I will only derive one of the formulas above; the rest are obtained in a similar way. Consider the example of painting transparent white with alpha $$\alpha$$ over the top of an opaque color with the value $$c$$ (which could be a red, green, or blue value). And suppose we are doing this in Safari, where colors are always rounded down. Then rounding will produce the same resulting color $$c$$ whenever the computed color lies in between $$c$$ and $$c+1$$, that is, when
$c \leq (1-\alpha)c + \alpha \cdot 255 \lt c+1.$
It is easy to check that the first inequality is automatically held by any color value $$c$$. And a little algebra will turn the second inequality into
$\alpha(255 – c) \lt 1,$
and some more algebra (being careful to flip the inequality when multiplying by a negative) produces
$c > 255 – \frac{1}{\alpha}.$
Thus any color component of value greater than or equal to $$255-1/\alpha$$ will remain unchanged when the transparent white is painted over the top.

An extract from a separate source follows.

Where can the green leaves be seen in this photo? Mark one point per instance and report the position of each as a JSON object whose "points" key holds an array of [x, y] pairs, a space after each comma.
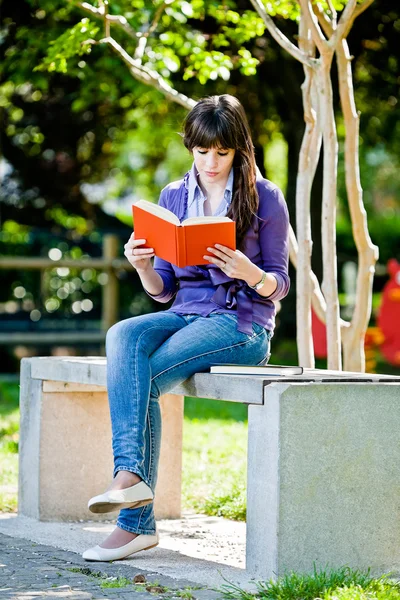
{"points": [[76, 41], [208, 65]]}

## Even more trouble…a bug in Chrome

While testing some examples for this post, I discovered a bug in the current version (26) of Chrome. When canvases are smaller than 255×255 in size, using fillRect to paint a transparent color over a solid (alpha = 1) color results in a final color with less than 100% alpha! I submitted a bug report with more information here.

## Solutions?

At this point, this cross-browser nightmare is enough to send you screaming back to Flash! But if we want to use the HTML5 canvas, we will have to find some workarounds.

### Use a gray background

One option is to simply paint the background of your canvas the same color as the anticipated gray trails. If you choose the right fade color, this color can be close enough to pure black (or pure white) so as to not be noticeable. Of course, this color will be different in different browsers. But if you paint the gray color, in a few frames it should equalize to a consistent color. If you missed it above, here is a particle example where the background is colored the same gray as the trail remnants. The page background is made a lighter gray to trick you into thinking the canvas gray background is actually pure black.

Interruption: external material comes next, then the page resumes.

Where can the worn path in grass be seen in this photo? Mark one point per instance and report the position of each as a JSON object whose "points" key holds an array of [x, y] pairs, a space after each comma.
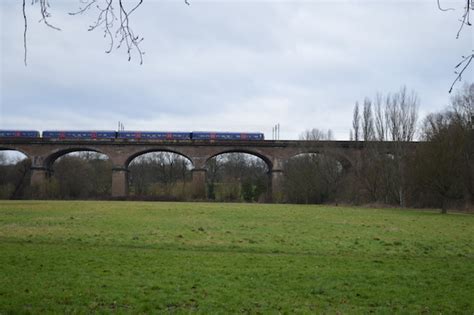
{"points": [[137, 257]]}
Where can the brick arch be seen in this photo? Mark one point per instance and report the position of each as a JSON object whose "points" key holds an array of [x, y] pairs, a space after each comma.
{"points": [[8, 148], [134, 155], [265, 158], [53, 156], [345, 161]]}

### Manipulate the pixels directlly

Another option is to take charge of the bitmap data of the canvas, and explicitly dim each pixel according to whatever math you want to apply. For example, you can reduce the alpha of each pixel by a fixed amount on each animation frame, producing a slow fade. I presented some particle examples using this method in one of my early posts here. But this method is very heavy on the CPU. If a large canvas is used with many animated particles, things can really slow down.

### Do you really need that fading effect?

Maybe give up on the idea of slowly fading images, and just cleanly erase the canvas on each frame.

### The future?

Certainly there will be other options in the future. CSS filters (still not widely supported) would allow us to darken the entire canvas by a few bits, bringing those gray remnants down to black. Or perhaps hardware accelearted graphics can allow the type of alpha subtraction described above to take place with minimal CPU impact.